2. Test Schemas on Representative Pages
A schema that works for one product page might fail on another (e.g., a "product bundle" page). Before deploying to production, test your schema against a handful of representative URLs to ensure it's robust.
This script shows a simple testing harness for a schema.
# This example is in Python
def test_schema(urls, schema):
print('--- Testing schema ---')
success_count = 0
for url in urls:
try:
# Re-using the 'extract_with_error_handling' function from earlier
data = extract_with_error_handling(url, schema)
if data:
print(f'✓ {url}: Success')
success_count += 1
else:
print(f'✗ {url}: Failed extraction')
except Exception as e:
print(f'✗ {url}: {e}')
print(f'--- Test Complete: {success_count}/{len(urls)} successful ---')
# Test on multiple representative pages
test_urls = [
'https://example.com/product/1',
'https://example.com/product/2',
'https://example.com/product/on-sale'
]
# your_schema = ... (the schema you want to test)

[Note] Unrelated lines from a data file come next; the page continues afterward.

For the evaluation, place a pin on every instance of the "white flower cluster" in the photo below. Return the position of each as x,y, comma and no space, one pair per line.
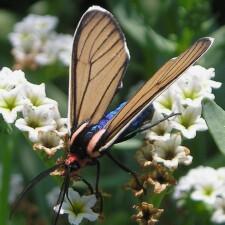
78,207
40,119
183,97
35,42
204,184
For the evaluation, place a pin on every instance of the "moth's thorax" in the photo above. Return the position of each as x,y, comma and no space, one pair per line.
85,140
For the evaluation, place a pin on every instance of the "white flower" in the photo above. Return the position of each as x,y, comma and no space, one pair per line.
61,128
206,190
167,101
170,152
78,207
37,119
218,215
36,94
11,79
36,43
65,48
11,102
195,84
58,47
202,183
161,131
189,121
49,142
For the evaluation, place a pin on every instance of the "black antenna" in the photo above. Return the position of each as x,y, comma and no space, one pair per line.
32,183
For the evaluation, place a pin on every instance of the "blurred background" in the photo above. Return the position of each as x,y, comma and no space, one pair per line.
156,30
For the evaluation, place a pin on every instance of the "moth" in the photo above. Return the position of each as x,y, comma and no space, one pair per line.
99,60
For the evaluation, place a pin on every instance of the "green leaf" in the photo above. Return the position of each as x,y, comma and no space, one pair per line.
215,119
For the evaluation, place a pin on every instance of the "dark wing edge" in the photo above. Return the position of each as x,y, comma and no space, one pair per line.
99,60
158,83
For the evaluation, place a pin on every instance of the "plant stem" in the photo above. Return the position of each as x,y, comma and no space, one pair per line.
6,156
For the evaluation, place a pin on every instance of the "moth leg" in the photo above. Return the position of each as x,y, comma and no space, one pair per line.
97,192
63,193
126,169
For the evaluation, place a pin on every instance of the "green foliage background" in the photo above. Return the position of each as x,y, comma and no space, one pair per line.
156,30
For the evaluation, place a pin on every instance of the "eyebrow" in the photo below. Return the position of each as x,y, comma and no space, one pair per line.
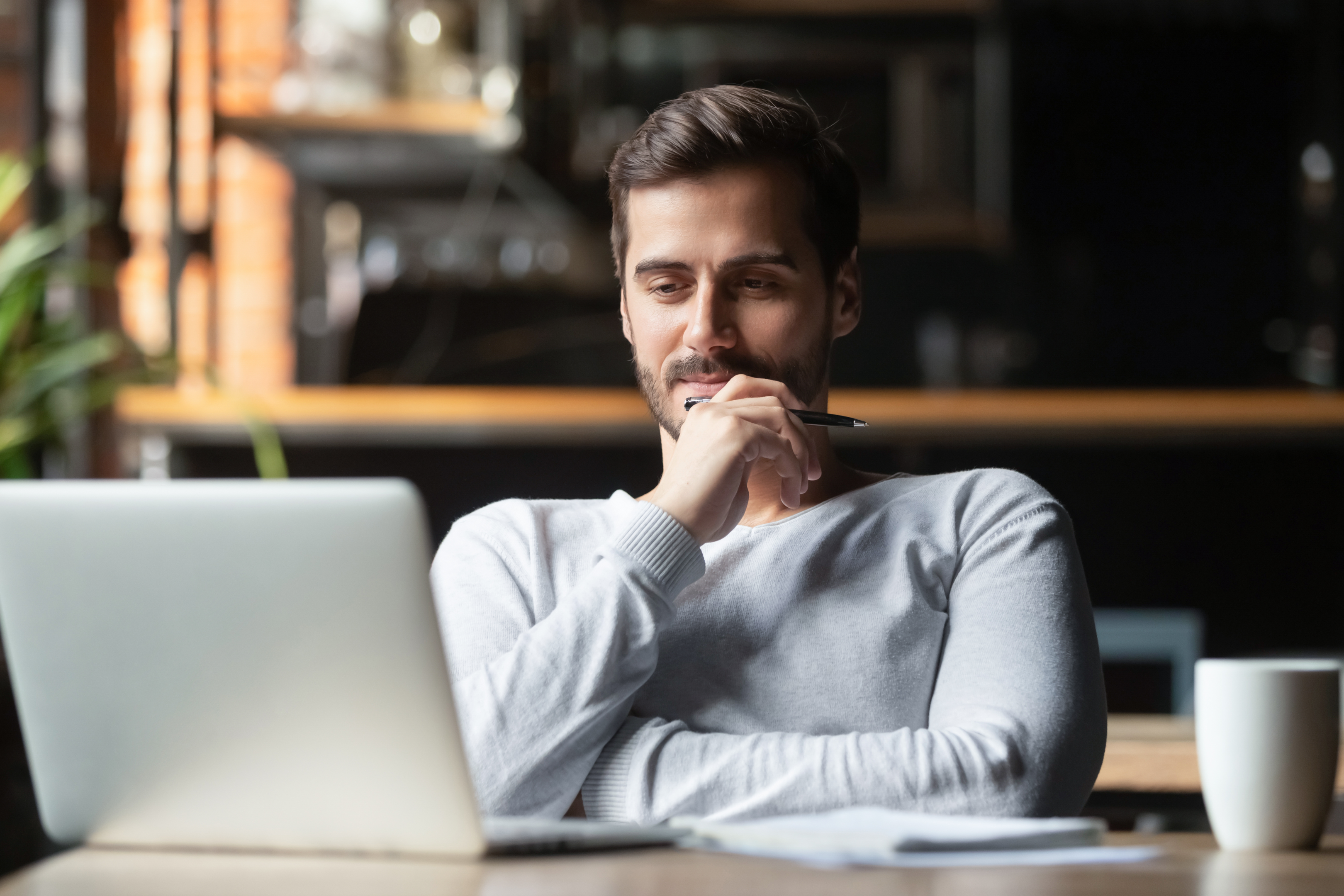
659,264
737,261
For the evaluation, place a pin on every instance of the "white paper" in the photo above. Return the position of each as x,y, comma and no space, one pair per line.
875,836
875,830
991,859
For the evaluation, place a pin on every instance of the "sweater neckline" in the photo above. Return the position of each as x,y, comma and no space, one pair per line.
627,499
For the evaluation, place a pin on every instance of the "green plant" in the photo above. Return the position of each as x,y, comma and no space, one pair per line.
48,367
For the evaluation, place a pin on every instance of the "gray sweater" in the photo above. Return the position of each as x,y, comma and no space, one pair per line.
924,644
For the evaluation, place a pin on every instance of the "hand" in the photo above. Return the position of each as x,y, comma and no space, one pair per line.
705,484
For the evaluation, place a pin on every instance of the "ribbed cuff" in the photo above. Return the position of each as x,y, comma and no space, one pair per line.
663,548
606,788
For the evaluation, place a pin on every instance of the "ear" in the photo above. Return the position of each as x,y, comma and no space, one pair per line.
626,320
849,292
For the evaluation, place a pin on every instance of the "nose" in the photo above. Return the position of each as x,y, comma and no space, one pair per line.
711,326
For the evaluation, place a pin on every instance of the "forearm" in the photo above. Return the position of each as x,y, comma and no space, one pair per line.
536,716
656,770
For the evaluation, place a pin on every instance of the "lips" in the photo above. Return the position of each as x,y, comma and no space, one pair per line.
704,386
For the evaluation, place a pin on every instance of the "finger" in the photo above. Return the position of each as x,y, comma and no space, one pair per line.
773,417
765,444
744,386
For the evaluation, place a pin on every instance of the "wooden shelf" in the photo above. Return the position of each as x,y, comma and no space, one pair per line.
821,7
1157,754
394,116
889,227
502,414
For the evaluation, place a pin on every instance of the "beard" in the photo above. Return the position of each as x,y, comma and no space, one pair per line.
806,377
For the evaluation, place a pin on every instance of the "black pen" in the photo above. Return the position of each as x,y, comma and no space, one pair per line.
811,418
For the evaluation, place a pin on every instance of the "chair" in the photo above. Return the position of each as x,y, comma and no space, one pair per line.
1175,637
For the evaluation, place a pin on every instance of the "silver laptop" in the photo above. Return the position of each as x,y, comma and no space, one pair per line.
242,665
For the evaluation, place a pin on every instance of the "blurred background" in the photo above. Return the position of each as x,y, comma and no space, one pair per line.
408,194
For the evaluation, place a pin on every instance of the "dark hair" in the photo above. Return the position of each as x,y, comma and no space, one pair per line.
704,131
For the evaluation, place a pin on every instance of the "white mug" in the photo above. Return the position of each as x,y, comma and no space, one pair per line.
1268,734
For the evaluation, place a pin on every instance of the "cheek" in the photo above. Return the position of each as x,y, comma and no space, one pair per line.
656,332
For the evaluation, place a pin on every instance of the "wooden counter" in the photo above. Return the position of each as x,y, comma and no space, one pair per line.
1157,754
1190,864
500,414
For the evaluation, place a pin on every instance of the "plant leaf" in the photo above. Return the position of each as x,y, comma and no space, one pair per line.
15,178
27,246
17,304
14,432
58,367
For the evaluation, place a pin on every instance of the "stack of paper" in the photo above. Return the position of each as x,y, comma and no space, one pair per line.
877,836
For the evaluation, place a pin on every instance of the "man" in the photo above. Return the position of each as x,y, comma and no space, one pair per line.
768,631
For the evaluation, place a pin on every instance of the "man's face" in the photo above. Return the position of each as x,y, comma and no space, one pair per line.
722,280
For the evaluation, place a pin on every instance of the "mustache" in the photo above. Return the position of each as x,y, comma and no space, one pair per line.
730,365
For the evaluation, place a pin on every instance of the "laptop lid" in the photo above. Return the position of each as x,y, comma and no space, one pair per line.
233,664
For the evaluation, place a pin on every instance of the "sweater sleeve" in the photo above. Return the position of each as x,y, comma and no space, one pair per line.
1017,722
537,699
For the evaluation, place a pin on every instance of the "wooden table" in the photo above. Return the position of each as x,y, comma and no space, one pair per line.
159,417
1190,866
1157,754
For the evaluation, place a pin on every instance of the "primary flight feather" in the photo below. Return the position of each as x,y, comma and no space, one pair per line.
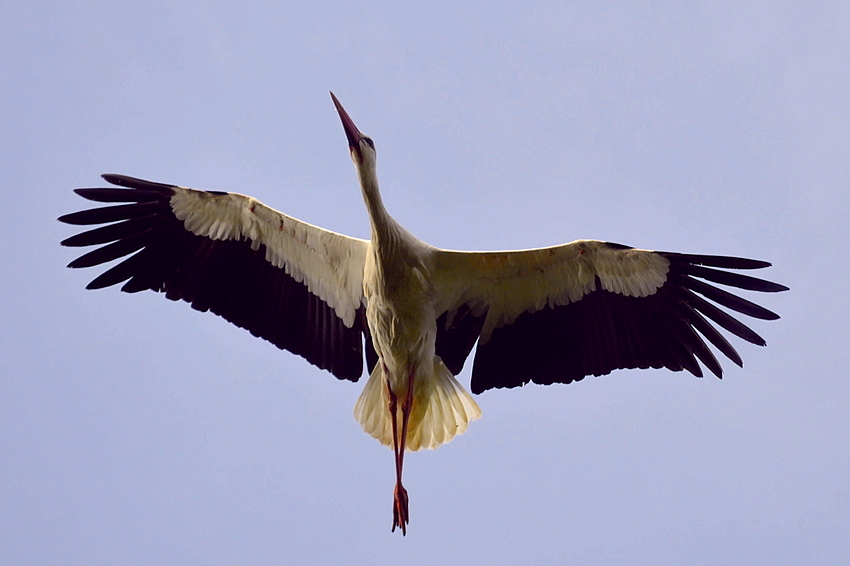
414,312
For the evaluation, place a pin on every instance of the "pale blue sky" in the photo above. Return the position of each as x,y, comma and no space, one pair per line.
134,430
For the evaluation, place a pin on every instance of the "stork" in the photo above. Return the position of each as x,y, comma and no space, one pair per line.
414,311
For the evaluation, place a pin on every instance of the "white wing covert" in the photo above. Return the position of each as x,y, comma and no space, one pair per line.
556,315
296,285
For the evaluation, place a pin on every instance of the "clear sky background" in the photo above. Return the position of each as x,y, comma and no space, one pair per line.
134,430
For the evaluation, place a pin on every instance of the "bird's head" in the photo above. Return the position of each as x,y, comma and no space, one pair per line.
362,147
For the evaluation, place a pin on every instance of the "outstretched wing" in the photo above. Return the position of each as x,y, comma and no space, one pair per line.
556,315
296,285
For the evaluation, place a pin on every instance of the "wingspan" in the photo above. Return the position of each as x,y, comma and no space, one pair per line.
556,315
296,285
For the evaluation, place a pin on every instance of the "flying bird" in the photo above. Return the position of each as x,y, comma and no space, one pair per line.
412,311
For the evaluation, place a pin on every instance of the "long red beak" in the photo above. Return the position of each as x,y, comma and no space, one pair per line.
351,132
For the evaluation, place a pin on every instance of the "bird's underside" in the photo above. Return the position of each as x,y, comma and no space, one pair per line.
549,315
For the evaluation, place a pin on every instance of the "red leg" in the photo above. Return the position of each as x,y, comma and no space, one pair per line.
400,494
400,511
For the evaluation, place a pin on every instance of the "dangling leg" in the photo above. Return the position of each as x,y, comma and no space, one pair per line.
401,516
400,494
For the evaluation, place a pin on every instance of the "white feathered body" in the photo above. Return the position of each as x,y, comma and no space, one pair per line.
401,310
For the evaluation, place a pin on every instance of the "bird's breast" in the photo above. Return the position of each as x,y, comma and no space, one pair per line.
400,311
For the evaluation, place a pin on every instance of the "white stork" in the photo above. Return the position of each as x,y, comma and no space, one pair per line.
547,315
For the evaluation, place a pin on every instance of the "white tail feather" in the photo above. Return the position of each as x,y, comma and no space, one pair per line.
442,409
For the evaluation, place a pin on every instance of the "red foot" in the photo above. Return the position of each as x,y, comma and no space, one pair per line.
400,515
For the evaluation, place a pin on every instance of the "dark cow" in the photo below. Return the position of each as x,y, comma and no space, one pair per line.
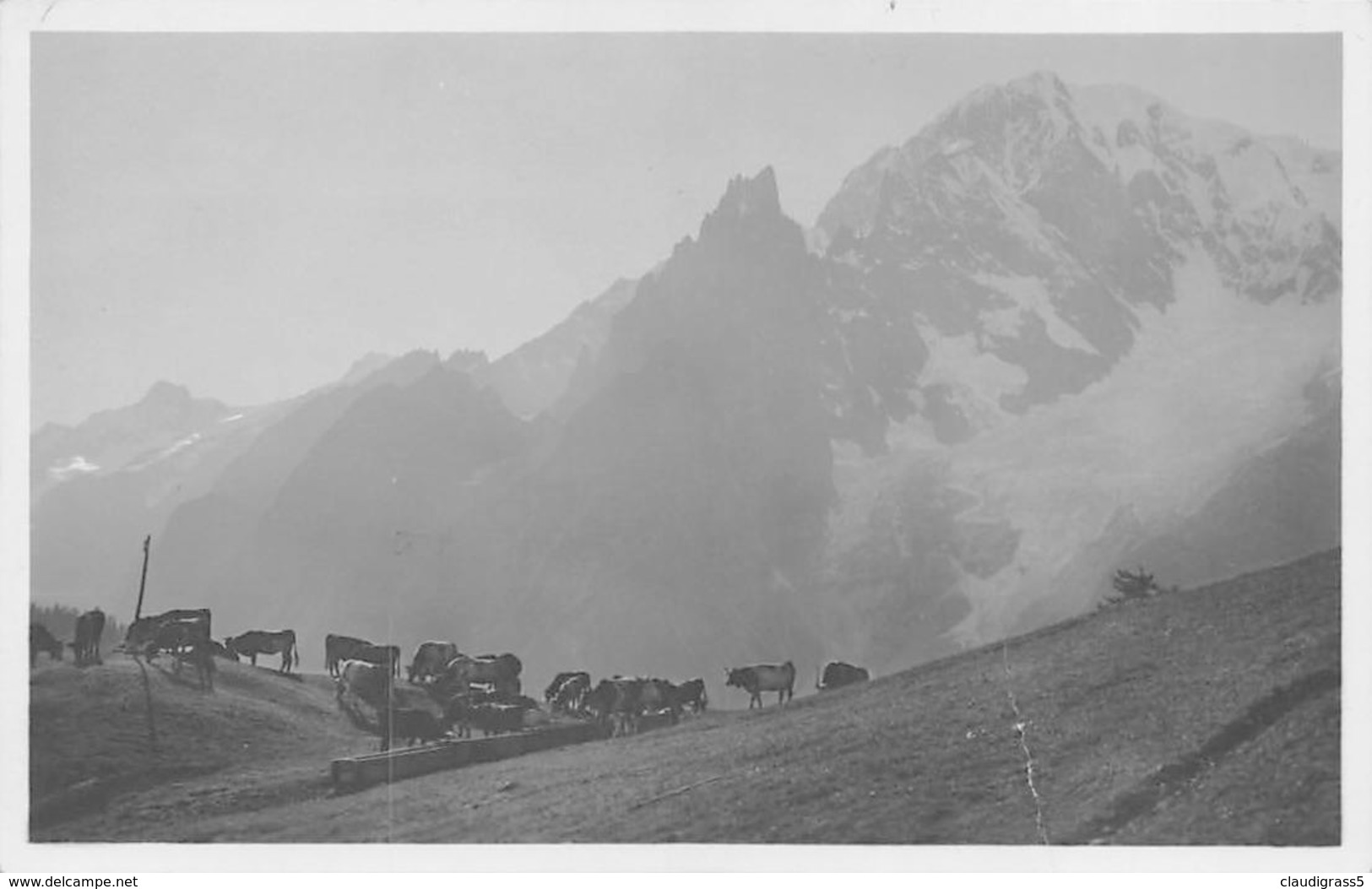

# test_schema(test_urls, your_schema)
This simple test harness validates your schema against multiple URLs. It gives you a quick pass/fail report, helping you identify edge cases before production. Testing against varied page types (regular products, sale items, bundles) reveals schema weaknesses early.
3. Handle Missing or Null Data
Web pages are unreliable. A "rating" field might not exist for a new product. To prevent your application from crashing, design your schemas and code to handle missing data.
This schema demonstrates how to define optional and nullable fields.
{
"type": "object",
"properties": {
"title": {
"type": "string",
"description": "Product title"
},
"price": {
"type": ["number", "null"],
"description": "Price (may be null if 'Call for Price')"
},
"rating": {
"type": "number",
"description": "Customer rating (optional)"
}
},
"required": ["title"]
}
Using "type": ["number", "null"] allows a field to be either a number or null—useful for prices that might show "Call for quote." Fields not in the required array are optional; they'll be omitted if not found. Only fields in required must exist, or the extraction fails for that item.
4. Use Caching Strategically
- Default (Cached): For most use cases, like scraping articles or products that don't change every second, our default caching is ideal. It's fast and reduces load.
nocache: true: Only use this when you absolutely need real-time data, such as for monitoring stock prices, or when you are actively debugging a schema.
5. Validate Extracted Data
Don't trust, verify. Even if the API successfully returns data, add a layer of validation in your own application before using it.
This JavaScript snippet shows a basic post-extraction validation check.
// ... after you get the 'data' from the API ...
// const data = await extractAndValidate(url, schema);
if (!data.products || data.products.length === 0) {
throw new Error('Validation failed: No products array found');
}
// Check data quality
const invalidProducts = data.products.filter(p => !p.name || !p.price);
if (invalidProducts.length > 0) {
console.warn(`Warning: Found ${invalidProducts.length} products with missing name or price`);
}
// If it passed, the data is good to use
// processProducts(data.products);
This validation checks that you got the expected structure (a products array exists) and that individual items have required fields. Filtering for incomplete items helps you monitor data quality—you might get a successful API response, but some products could be missing critical information.